Bunyan's second term of imprisonment was certainly less severe than

that which preceded it. At its commencement we learn that, like

Joseph in Egypt, he found favour in his jailer's eyes, who "took

such pity of his rigorous suffering, that he put all care and trust

into his hands." Towards the close of his imprisonment its rigour

was still further relaxed. The Bedford church book begins its

record again in 1688, after an interval of ominous silence of five

years, when the persecution was at the hottest. In its earliest

entries we find Bunyan's name, which occurs repeatedly up to the

date of his final release in 1672. Not one of these notices gives

the slightest allusion of his being a prisoner. He is deputed with

others to visit and remonstrate with backsliding brethren, and

fulfil other commissions on behalf of the congregation, as if he

were in the full enjoyment of his liberty. This was in the two

years' interval between the expiration of the Conventicle Act,

March 2, 1667-8, and the passing of the new Act, styled by Marvell,

"the quintessence of arbitrary malice," April 11, 1670. After a

few months of hot persecution, when a disgraceful system of

espionage was set on foot and the vilest wretches drove a lucrative

trade as spies on "meetingers," the severity greatly lessened.

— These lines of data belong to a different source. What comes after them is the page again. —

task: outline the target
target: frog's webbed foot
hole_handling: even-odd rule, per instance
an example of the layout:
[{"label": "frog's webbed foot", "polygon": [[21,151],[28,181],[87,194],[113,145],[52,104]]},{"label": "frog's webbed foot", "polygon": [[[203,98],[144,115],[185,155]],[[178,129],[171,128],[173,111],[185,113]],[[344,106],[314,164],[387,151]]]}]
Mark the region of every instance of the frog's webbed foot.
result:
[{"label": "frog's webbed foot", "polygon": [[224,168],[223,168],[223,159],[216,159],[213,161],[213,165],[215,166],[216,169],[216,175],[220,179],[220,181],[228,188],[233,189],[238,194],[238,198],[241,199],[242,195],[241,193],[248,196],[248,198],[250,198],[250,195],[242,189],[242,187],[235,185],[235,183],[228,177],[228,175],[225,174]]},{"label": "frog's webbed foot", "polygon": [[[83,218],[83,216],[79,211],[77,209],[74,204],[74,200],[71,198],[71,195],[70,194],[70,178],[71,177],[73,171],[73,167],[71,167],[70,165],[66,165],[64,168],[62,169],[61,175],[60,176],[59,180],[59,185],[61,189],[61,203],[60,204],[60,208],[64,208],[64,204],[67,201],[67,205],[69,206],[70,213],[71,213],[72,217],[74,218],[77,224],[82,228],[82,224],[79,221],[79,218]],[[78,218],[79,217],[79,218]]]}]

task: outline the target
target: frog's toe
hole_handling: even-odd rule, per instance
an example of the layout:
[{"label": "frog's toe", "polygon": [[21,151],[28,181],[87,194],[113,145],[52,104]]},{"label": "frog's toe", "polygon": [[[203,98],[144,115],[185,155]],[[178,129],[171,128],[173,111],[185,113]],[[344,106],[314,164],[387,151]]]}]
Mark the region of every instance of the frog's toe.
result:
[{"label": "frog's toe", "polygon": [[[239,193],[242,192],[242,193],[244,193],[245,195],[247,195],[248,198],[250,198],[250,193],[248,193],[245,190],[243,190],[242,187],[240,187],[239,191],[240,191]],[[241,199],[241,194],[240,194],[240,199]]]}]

Charles II. was already meditating the issuing of a Declaration of

Indulgence, and signified his disapprobation of the "forceable

courses" in which, "the sad experience of twelve years" showed,

there was "very little fruit." One of the first and most notable

consequences of this change of policy was Bunyan's release.



Mr. Offor's patient researches in the State Paper Office have

proved that the Quakers, than whom no class of sectaries had

suffered more severely from the persecuting edicts of the Crown,

were mainly instrumental in throwing open the prison doors to those

who, like Bunyan, were in bonds for the sake of their religion.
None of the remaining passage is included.